How to manage the mid-life crisis: So why is it that more often than not, that exhaustion and achievement go hand in hand. But a burn-out is no symptom of success; it's our body's way of telling us to slow down. A short quick fix like an Ayurvedic / Chinese / Korean medicine may seem like a good solution, but in order to get to the root of the problem, some fundamental change in life are required and that takes time. I would suggest a holistic life style modification:
1. Get all the sleep you need – at least a full seven to eight hours of sleep and midday nap may do wonders.
2. Eat good and healthy food and eat in time.
3. Skip the caffeine - If you're feeling anxious, stressed, or burned out, coffee isn't your long term fix. Rather, opt for something that offers a long term solution, such as exercise or meditation, to help you feel energized and awake. 
4. Get (and stay) active - There's no better mood-booster and stress-reducer than movement. Exercise has been shown to protect memory and thinking skills.
5. Take comfort in silence - Meditation really works.  It reduces stress, boosts immunity, improves sleep, and, possibly, increases happiness.
6. Do things that make you happy - Starve your ego and feed the soul. Just because something brings you a sense of achievement, it does not necessarily mean that it will fill you with joy.
7. Listen to your intuition, your gut feeling - If you're feeling tired, take a nap. If you're in need of a vacation, go on a trip. If something doesn't feel quite right, look into it.
8. Spice up your routine life with adventure now and then - challenge yourself to do something completely new at least once a week. New experiences open your mind to new ways of thinking and perceiving, making you happier. 
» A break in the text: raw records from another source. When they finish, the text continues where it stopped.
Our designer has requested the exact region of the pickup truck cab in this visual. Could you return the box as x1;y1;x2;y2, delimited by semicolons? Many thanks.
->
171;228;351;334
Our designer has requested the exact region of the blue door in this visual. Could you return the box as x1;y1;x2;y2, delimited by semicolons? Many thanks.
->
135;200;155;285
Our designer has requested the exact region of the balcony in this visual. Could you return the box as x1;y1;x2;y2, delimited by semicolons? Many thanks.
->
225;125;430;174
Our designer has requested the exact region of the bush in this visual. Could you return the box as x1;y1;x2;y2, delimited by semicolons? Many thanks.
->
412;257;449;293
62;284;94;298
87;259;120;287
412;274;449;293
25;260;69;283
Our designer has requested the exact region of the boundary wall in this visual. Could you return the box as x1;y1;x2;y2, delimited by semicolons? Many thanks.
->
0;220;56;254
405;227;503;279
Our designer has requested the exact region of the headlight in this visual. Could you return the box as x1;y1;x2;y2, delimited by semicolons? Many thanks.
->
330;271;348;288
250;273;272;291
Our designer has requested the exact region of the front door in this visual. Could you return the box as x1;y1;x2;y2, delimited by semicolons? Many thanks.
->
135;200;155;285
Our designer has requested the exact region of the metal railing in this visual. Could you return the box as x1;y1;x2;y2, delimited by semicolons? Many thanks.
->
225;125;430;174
9. Surround yourself with positivity and surround yourself with positive thinking people of all ages. Consider the value they add to your life and well-being. People who are mindful of their relationships tend to be more confident in their judgment. 
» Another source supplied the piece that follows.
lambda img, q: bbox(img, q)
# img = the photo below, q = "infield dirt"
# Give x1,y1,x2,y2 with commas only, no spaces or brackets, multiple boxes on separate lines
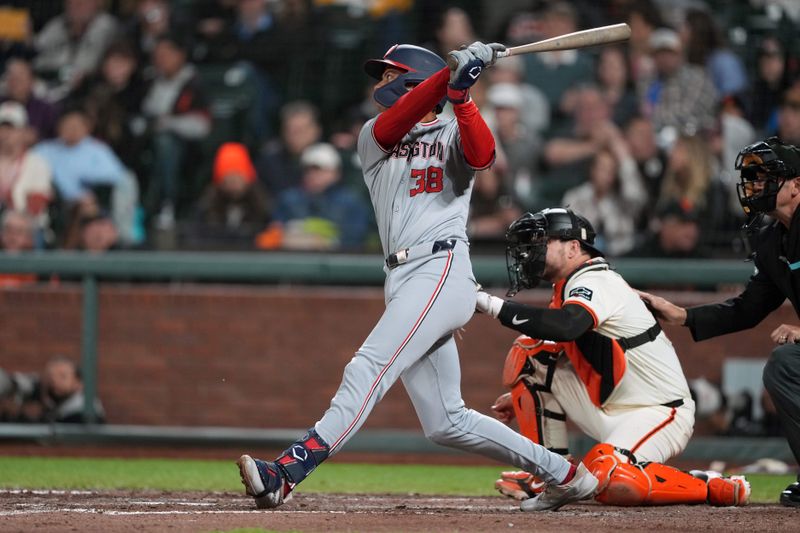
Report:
0,490,800,533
10. Take the time to learn something new – This invariably makes us happy and keeps your brain sharp and young. 
11. Keep a journal – It will relieve stress, boost comprehension, spark creativity, build confidence, and encourage you to accomplish your goals.

Midlife crisis is an emotionally uncomfortable period that men and women go through between the age of 35 and 55. For most it is a time to question priorities and adjusting their lifestyle to fit better with their emotional needs. With proper planning we can surely tide over this phase and get prepared for a brighter second innings.